Use of Intraoperative Navigation Update to Improve Accuracy during Skull Base Surgery

The use of augmented reality in the form of a heads-up display (HUD) during intracranial surgery has shown promise for improving approach planning. HUD highlights target pathology but also alerts operators to critical structures that are often difficult to appreciate using conventional preoperative imaging modalities. HUD allows for increased spatial awareness of these structures while providing the opportunity for surgical approach adjustment in the pre- and perioperative periods. Navigation Update (NU) is a BrainLab software that permits enhanced registration using relevant intraoperative structures under magnification.

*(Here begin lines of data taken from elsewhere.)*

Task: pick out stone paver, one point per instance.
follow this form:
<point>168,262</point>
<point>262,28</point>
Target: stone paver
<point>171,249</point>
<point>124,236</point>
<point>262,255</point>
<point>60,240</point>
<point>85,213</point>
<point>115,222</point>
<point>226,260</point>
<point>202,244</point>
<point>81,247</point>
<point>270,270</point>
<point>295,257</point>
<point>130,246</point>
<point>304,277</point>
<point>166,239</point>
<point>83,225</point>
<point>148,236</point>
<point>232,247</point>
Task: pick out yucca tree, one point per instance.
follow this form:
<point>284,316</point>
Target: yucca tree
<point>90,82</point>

Quantitative and qualitative data on the utilization and usability of NU with HUD in 11 neurosurgical procedures was obtained from standardized surveys completed at the Mount Sinai Hospital between March 2018 and August 2018. Variables included patient demographics, pathology type, location, as well as intraoperative manipulation of navigation information and registration. The team implemented a robust registration method using BrainLab’s Softtouch. Registration points were taken at eyes, ears, and nose but also using a distribution over the head, which was found to aid in deep registration of the z-axis.

Eleven cases (8 males with mean age of 57 years) were included in the analysis. The most common pathologies included meningioma (n = 3) (27%) and AVM (n = 2) (8.2%). The most common locations for pathologies included the anterior skull base (27.3%) and cerebellar pontine angle (27.3%). Most cases included identified the pathology as a deep (63.6%) compared with a superficial (36.4%) lesion.

In addition to visualizing the target pathology, HUD was used to maintain spatial awareness of critical structures, primarily the vasculature (90.9%), cranial and optic nerves (63.6%). Initial HUD platform accuracy as measured prior to skin incision was rated as either “excellent” (72.7%, defined as <1 mm deviation from the true location) or “good” (27.3%, 1–2 mm). 3D visualization and HUD utility were measured as change in surgical plan (73% of cases) where 55% of cases had a change in approach due to HUD prior to skin incision.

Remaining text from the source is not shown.